Capital market regulator Securities and Exchange Board of India (Sebi), which was investigating insider trading charges against Satyam’s promoters and some institutional investors, has widened its inquiry to cover the role of banks and the internal auditor in Satyam
Later investigations showed that bank fixed deposits were also reportedly forged. Sebi, therefore, has launched a coordinated investigation with the Registrar of Companies (RoC) to examine transactions between Satyam and its bankers BNP Paribas, Citibank, HSBC, HDFC and ICICI Bank
If it is established that bank officials were conniving with Satyam’s management to issue false certificates, a case can be lodged against the bank employees.

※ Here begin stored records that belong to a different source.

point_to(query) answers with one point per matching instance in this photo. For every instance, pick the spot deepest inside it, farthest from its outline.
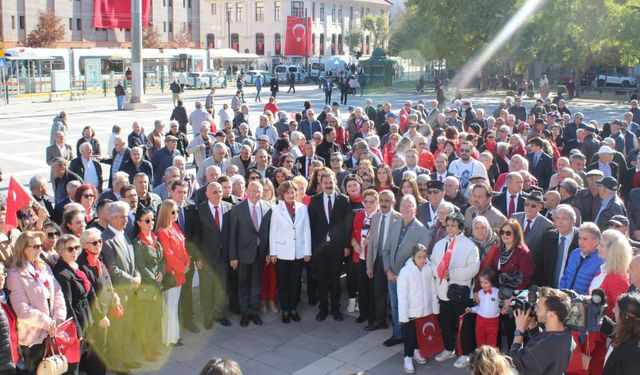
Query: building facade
(252, 26)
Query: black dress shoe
(376, 326)
(322, 315)
(285, 318)
(224, 321)
(337, 316)
(244, 320)
(392, 341)
(294, 316)
(256, 319)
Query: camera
(586, 312)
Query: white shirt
(213, 212)
(488, 304)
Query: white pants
(170, 320)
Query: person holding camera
(548, 350)
(623, 357)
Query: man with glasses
(465, 166)
(428, 212)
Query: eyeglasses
(71, 249)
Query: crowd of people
(427, 210)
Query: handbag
(116, 310)
(458, 293)
(55, 364)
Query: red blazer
(519, 260)
(176, 257)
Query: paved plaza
(305, 348)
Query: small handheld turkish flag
(429, 336)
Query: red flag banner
(429, 336)
(116, 14)
(66, 341)
(17, 198)
(298, 37)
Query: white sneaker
(352, 305)
(418, 357)
(408, 365)
(461, 362)
(444, 355)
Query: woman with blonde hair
(36, 298)
(177, 262)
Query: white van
(283, 71)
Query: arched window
(260, 44)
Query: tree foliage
(49, 31)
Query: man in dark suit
(304, 162)
(556, 245)
(533, 224)
(412, 165)
(119, 258)
(87, 167)
(213, 255)
(511, 200)
(540, 164)
(331, 222)
(247, 221)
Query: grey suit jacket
(396, 253)
(533, 239)
(373, 251)
(119, 258)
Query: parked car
(205, 80)
(251, 75)
(613, 80)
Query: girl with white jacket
(289, 245)
(417, 297)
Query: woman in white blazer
(417, 298)
(289, 245)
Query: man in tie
(534, 225)
(247, 223)
(331, 222)
(212, 256)
(119, 258)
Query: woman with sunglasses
(176, 260)
(514, 266)
(87, 195)
(76, 289)
(36, 298)
(100, 299)
(150, 262)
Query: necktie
(558, 269)
(254, 216)
(217, 216)
(512, 205)
(381, 234)
(527, 228)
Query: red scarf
(85, 280)
(94, 261)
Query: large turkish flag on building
(116, 14)
(298, 37)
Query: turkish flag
(429, 336)
(17, 198)
(66, 341)
(298, 37)
(116, 14)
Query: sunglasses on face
(53, 234)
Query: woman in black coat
(100, 299)
(76, 288)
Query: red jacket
(176, 257)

Sebi’s investigation into the internal auditor’s role assumes significance because external auditor Price Waterhouse has said yesterday that its audit report on Satyam cannot be relied upon because it relied on information and explanations provided by the management
Sebi’s investigations have been delayed because Raju and his brother, who was Satyam’s managing director, are in jail.
Sebi is also investigating insider trading charges . While ordering investigation in Satyam’s case Sebi has said that the scope of investigation will also cover insider trading. Sources said ‘it is obvious that first we will look at the insider trading within the company and than by outsiders.’ If the bulk sell of shares by institutional investors after reversal of Maytas acquisition was based on some inside information — like possibility of fraud by the promoters — by them than actions can be taken against the institutional sellers .
Chartered accountants regulator ICAI issued show-cause notice to Satyam's auditor PricewaterhouseCoopers (PwC) on the accounts fudging.
the government nominated noted banker Deepak Parekh , former NASSCOM chief Kiran Karnik and former Sebi member C Achuthan to Satyam's board.
The New York Stock Exchange has halted trading in Satyam stock as of 7 January 2009.  India's National Stock Exchange has announced that it will remove Satyam from its S&P CNX Nifty 50-share index on January 12
Satyam's shares fell to 11.50 rupees on 10 January 2009 , , their lowest level since March 1998 . Last year they hit a high of 544 rupees
The Indian Government has stated that it may provide temporary direct or indirect liquidity support to the company
The life of many engineers working for Satyam is questionable specially the new recruits .
Talks are going on to discuss on how to secure working capital, appointment of the CEO, CFO and merchant bankers to find a strategic investor for the company.
Had appointed Deloitte (auditing firm)to assist the company in restating its accounts
Besides, many clients are seriously considering a vendor consolidation, and Satyam is expected to lose out to its competitors in India, including Tata Consultancy Services, Infosys Technologies and Wipro
Companies like L & T , Unitech and likes are in race to take over the company .
India’s top software services firms are expected to report quarterly profit rose by up to a quarter, but the accounting fraud at Satyam Computer Services has further dented prospects in the slowdown-scarred sector.
Analysts said global firms, scared by the revelations of a $1 billion accounting fraud at New York-listed Satyam, might delay giving large contracts as they step up due diligence.
The massive financial fraud at Satyam, which has become India’s biggest corporate scandal, was a negative for the industry, Citigroup said in a report.
The $1 billion fraud whacked Indian stocks and the currency, as investors worried over the damage to foreign investment in Asia’s third-largest economy and the once-booming outsourcing sector, a magnet for thousands of young job seekers.